The primary concept behind big data analysis is parallelism, defined in computing as the simultaneous execution of processes. The reason for this parallelism is mainly to make analysis faster, but it is also because some data sets may be too dynamic, too large or simply too unwieldy to be placed efficiently in a single relational database. Parallelism is very important concept when it comes to data processing.
Scala achieves Data parallelism in single compute node which is considered as Shared Memory and Spark achieves the data parallelism in the distributed fashion which spread across multiple nodes due to which the processing is very faster.
Shared Memory Data Parallelism(Scala) –
->Split the data
->Workers/threads independently operate on the data in parallel.
->Combine when done.
Scala parallel collections is a collections abstraction over shared memory data-parallel execution.
Distributed Data Parallelism(Spark) –
->Split the data over several nodes.
->Nodes independently operate on the data in parallel.
->Combine when done.
Now we have to worry about network latency between workers.
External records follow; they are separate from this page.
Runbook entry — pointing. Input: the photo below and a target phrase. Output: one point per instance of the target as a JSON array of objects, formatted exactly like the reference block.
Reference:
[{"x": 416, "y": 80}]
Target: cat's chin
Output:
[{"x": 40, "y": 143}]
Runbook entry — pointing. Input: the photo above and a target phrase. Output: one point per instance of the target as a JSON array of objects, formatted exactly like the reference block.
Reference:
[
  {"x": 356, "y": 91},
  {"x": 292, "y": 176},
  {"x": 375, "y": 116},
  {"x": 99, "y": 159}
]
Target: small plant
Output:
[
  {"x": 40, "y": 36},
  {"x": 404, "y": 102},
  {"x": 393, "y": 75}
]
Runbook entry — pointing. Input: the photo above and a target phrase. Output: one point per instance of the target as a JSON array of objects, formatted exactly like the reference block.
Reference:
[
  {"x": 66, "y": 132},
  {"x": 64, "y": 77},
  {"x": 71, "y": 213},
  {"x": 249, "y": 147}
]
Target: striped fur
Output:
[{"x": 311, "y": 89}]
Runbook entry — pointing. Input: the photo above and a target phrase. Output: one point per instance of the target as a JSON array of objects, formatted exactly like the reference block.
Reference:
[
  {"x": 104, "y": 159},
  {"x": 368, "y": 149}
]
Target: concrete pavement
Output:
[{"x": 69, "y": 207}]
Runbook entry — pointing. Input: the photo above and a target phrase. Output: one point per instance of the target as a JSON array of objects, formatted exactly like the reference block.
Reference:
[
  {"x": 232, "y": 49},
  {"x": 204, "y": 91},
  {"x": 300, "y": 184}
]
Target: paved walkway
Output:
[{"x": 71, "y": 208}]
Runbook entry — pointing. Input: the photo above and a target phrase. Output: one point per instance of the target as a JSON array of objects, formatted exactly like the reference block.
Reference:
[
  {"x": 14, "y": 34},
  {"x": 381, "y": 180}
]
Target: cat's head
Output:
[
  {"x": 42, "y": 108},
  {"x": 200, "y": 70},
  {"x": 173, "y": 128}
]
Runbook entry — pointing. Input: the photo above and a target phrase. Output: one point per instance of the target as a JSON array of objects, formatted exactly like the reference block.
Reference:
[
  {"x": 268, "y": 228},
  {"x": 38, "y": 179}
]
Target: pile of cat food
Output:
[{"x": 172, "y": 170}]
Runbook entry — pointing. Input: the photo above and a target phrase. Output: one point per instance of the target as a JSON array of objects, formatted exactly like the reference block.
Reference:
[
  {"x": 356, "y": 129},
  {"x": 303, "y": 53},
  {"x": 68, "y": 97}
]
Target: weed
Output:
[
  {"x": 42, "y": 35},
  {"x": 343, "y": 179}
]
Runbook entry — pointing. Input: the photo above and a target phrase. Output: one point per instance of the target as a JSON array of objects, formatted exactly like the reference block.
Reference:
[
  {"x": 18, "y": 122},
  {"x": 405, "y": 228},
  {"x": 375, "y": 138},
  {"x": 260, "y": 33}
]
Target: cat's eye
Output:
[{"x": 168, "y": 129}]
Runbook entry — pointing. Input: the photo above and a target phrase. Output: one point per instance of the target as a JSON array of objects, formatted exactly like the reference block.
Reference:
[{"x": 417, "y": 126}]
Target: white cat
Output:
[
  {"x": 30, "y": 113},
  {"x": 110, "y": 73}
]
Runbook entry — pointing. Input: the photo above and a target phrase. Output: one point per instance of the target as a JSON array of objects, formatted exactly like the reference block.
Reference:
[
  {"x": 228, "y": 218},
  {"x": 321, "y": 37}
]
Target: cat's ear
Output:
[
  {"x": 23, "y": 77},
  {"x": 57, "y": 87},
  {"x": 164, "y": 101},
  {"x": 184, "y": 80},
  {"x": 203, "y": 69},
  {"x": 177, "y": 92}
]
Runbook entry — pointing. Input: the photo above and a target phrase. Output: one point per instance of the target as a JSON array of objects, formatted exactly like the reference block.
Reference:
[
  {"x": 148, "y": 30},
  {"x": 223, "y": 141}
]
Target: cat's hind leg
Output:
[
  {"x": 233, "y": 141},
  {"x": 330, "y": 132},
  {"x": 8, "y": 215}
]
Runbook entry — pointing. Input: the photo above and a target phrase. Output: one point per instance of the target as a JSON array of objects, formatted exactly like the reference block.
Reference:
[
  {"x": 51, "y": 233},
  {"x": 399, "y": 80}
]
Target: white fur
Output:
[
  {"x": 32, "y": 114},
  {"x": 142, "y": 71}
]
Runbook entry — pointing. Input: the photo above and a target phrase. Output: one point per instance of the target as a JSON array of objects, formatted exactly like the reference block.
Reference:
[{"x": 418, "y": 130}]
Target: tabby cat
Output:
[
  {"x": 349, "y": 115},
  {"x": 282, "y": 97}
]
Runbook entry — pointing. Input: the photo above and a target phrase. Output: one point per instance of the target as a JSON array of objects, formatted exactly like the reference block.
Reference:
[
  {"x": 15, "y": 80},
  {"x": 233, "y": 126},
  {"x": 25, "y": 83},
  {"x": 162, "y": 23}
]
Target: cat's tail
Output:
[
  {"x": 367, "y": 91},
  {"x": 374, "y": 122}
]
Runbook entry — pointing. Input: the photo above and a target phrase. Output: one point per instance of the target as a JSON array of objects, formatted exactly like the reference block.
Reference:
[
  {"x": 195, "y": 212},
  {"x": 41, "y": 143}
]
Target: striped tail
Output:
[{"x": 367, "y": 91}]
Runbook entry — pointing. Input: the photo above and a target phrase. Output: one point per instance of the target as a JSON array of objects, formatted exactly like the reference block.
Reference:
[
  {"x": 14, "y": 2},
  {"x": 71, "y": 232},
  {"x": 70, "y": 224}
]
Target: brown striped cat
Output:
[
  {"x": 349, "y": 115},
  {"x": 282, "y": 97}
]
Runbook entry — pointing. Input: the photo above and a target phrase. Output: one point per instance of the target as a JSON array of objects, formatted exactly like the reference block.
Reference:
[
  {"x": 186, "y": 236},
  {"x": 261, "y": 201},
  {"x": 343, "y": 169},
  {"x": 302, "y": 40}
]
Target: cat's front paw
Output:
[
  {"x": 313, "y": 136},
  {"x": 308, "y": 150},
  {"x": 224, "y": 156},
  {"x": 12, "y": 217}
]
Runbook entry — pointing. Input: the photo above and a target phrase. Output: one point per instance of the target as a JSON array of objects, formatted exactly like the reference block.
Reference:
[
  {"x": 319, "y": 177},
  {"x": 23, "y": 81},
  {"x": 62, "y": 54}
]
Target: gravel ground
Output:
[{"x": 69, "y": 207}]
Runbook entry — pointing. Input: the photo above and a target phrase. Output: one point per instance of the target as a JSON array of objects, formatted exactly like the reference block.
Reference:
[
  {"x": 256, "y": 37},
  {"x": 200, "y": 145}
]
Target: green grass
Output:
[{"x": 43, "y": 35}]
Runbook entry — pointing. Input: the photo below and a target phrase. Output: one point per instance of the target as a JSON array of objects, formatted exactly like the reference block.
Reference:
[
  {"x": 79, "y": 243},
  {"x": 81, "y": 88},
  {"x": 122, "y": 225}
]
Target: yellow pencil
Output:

Latency is the time it takes for data packets to be stored or retrieved.
However, like parallel collections, we can keep collections abstraction over distributed data-parallelism execution.
Distribution introduces important concerns beyond what we had to worry about when dealing with parallelism in the shared memory case:-
Partial failure: crash failures of a subset of the machines involved in a distributed computation.
Latency: certain operations have a much higher latency than other operations due to network communication.